You don’t get the impression that Haysbert is necessarily a diehard voodoo believer, but he definitely appears open to the possibility there is something to it and doesn’t want to make trouble where there is none. Maybe it’s more of a precautionary measure, like not taking the lord’s name in vain, not tempting fate by messing with a Ouija board, not running afoul of any withered old gypsy women who might curse your entire bloodline, or not trying to contact spirits on the another plane of existence. We’ve all seen enough horror movies to know that sometimes, in situations like these, safe is certainly better than sorry. Like maybe don’t build your house on the site of a burial ground (looking at you, Poltergeist), and don’t read passages from mysterious ancient texts you just found in an abandoned basement.

Just remember, no matter what, it is very bad to steal Jobu’s rum, very bad. A fact that you’ll remember pitcher Eddie Harris (Chelcie Ross) finds out the hard way. And by hard way, I mean by catching an errant baseball bat to the noggin.

For as long and distinguished as his career has been—even if you don’t specifically know his name right off the top of your head, you immediately recognize his face from dozens of different roles—Dennis Haysbert says it’s Major League that gets quoted the most.

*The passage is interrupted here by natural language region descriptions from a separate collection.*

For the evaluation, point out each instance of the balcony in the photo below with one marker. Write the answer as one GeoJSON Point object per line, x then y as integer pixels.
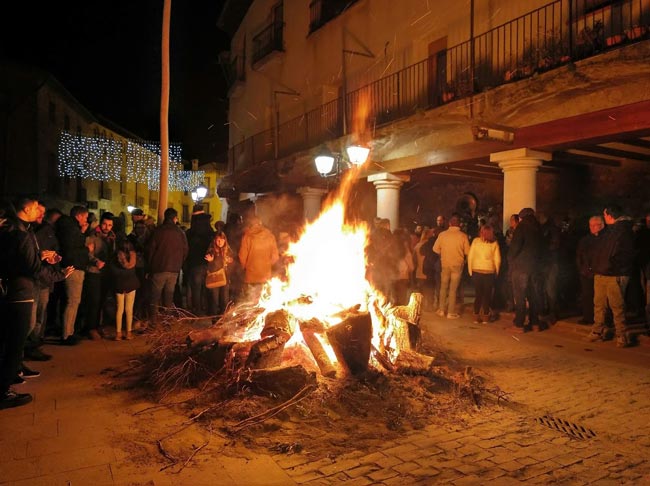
{"type": "Point", "coordinates": [269, 40]}
{"type": "Point", "coordinates": [546, 38]}
{"type": "Point", "coordinates": [322, 11]}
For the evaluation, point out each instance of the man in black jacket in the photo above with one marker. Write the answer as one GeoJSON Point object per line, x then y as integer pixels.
{"type": "Point", "coordinates": [613, 264]}
{"type": "Point", "coordinates": [166, 251]}
{"type": "Point", "coordinates": [524, 256]}
{"type": "Point", "coordinates": [20, 265]}
{"type": "Point", "coordinates": [584, 260]}
{"type": "Point", "coordinates": [70, 230]}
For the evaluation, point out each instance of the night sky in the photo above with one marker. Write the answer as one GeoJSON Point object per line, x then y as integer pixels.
{"type": "Point", "coordinates": [107, 54]}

And with good reason, his character has more memorable lines of any other on his resume. I can’t see golf club covers without thinking, "hats for bats…keep bats warm," and at random times I still frequently mutter, "Fuck you, Jobu, I do it myself," usually when scolding inanimate objects.

If you want to Jobu a visit for yourself, maybe bring him a shot of rum and a cigar, he can apparently be found at the Louisville Slugger Museum.